Dopo averla vista a Eicma la Honda CBR 1000 RR-R Fireblade ha finalmente una data d’uscita. Prima di svelarvela è d’obbligo una piccola descrizione di quella che si candida come regina delle supersportive. La CBR è una diretta rivale della Ducati Panigale V4 e come l’italiana ha dalla sua una dose imbarazzante di cavalli ed elettronica. Il quattro cilindri in linea sprigiona ben 217 cavalli, imbrigliati solo dall’elettronica e dal polso del pilota.

Eh già, qui bisogna parlare di piloti perché tutta questa potenza deve necessariamente finire nella mani esperte di chi sa domare tale abbondanza. Anche Marc Marquez nel test di qualche settimana fa ha trovato pane per i suoi denti. Lo dimostrano le evoluzioni che potete osservare nel video rilasciato da Honda e il sorriso dello spagnolo che la dice lunga su questa CBR 1000 RR-R. Non è necessario spingerla a 14.500 giri/min e neanche sbirciare sotto le carene per capire che sulla CBR c’è lo zampino di HRC.

Il reparto sportivo Honda da tempo collabora con il reparto stradale per sfornare moto che siano il più performanti possibile. Basta uno sguardo per rivelare una morbosa attenzione all’aerodinamica, comprensiva di prese d’aria e alette di chiara derivazione Moto GP. Tutto ciò contribuisce a rendere la CBR affilata ma stabile anche e soprattutto alle alte velocità. Scriveremo e parleremo più approfonditamente di lei quando avremo modo di vederla e perché no toccarla dal vivo. Al momento possiamo fidarci delle dichiarazioni ufficiali e di una scheda tecnica che non lascia scampo ai dubbi.

Il pacchetto base già molto ricco e specifico include telaio in alluminio con struttura a diamante e un forcellone del tutto simile a quello che si trova sulla controparte da pista ovvero l’iconica RC213V. Non mancano freni Brembo e dettagli chiaramente da competizione. Ma le sorprese non finiscono qui. Sarà infatti commercializzata una versione SP comprensiva di cambio con funzione quickshifter sia in salita che in scalata, freni Brembo di fattura superiore rispetto agli originali e sospensioni elettroniche Ohlins al posto delle Showa. Sembra la carta d’identità di una moto da corsa targata, e forse in fondo è proprio così.

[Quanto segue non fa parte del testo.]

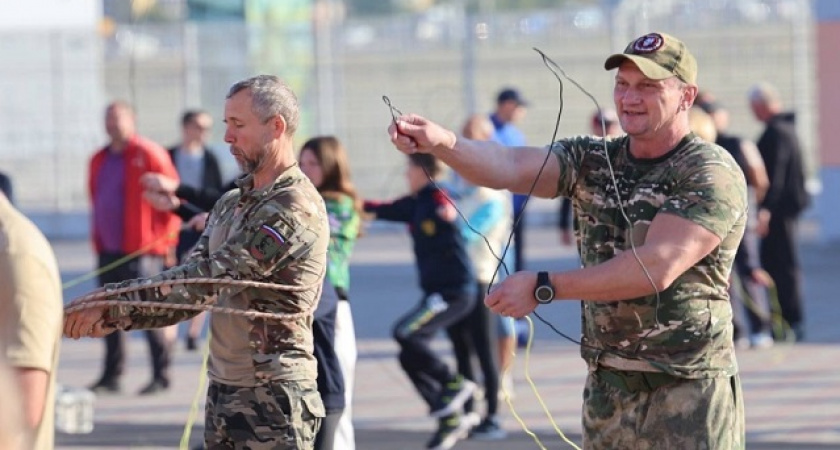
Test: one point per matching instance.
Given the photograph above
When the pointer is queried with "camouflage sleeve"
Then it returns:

Ecco perché ritengo la nuova CBR un enorme passo avanti rispetto alla versione precedente, accusata troppo spesso di essere troppo morbida e poco incisiva rispetto alle sue antenate. La vera domanda è se sarà in grado di dar del filo da torcere a regine affermate del segmento. A inizio articolo ho citato la demoniaca Ducati Panigale V4s ma non sono da meno le varie versioni di Yamaha R1 e le BMW S1000RR.

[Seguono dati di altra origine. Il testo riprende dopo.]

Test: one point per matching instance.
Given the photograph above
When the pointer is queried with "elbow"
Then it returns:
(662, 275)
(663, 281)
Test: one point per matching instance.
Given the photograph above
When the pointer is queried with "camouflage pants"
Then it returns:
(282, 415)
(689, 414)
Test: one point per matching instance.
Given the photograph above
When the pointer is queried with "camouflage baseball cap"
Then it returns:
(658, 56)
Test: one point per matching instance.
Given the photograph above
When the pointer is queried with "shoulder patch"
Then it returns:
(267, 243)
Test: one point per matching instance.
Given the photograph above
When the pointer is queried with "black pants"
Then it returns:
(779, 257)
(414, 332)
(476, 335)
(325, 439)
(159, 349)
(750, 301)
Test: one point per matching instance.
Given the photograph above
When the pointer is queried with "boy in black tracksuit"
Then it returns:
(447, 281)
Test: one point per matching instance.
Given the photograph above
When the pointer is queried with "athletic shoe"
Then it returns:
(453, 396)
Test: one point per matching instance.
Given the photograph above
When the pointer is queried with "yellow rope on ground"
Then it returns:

Insomma, Honda è avvisata. La CBR  deve confermarsi brutale e competitiva come sembra essere da queste prime informazioni. Ma torniamo al fulcro. Vedremo la CBR nei concessionari da fine febbraio al prezzo di 22.300 euro per la versione normale che salgono a poco meno di 27 mila per la SP. Prezzi abbastanza d’attacco, e chissà, forse, oltre al prezzo, anche la sostanza sarà superiore a una buona parte delle sue agguerrite rivali.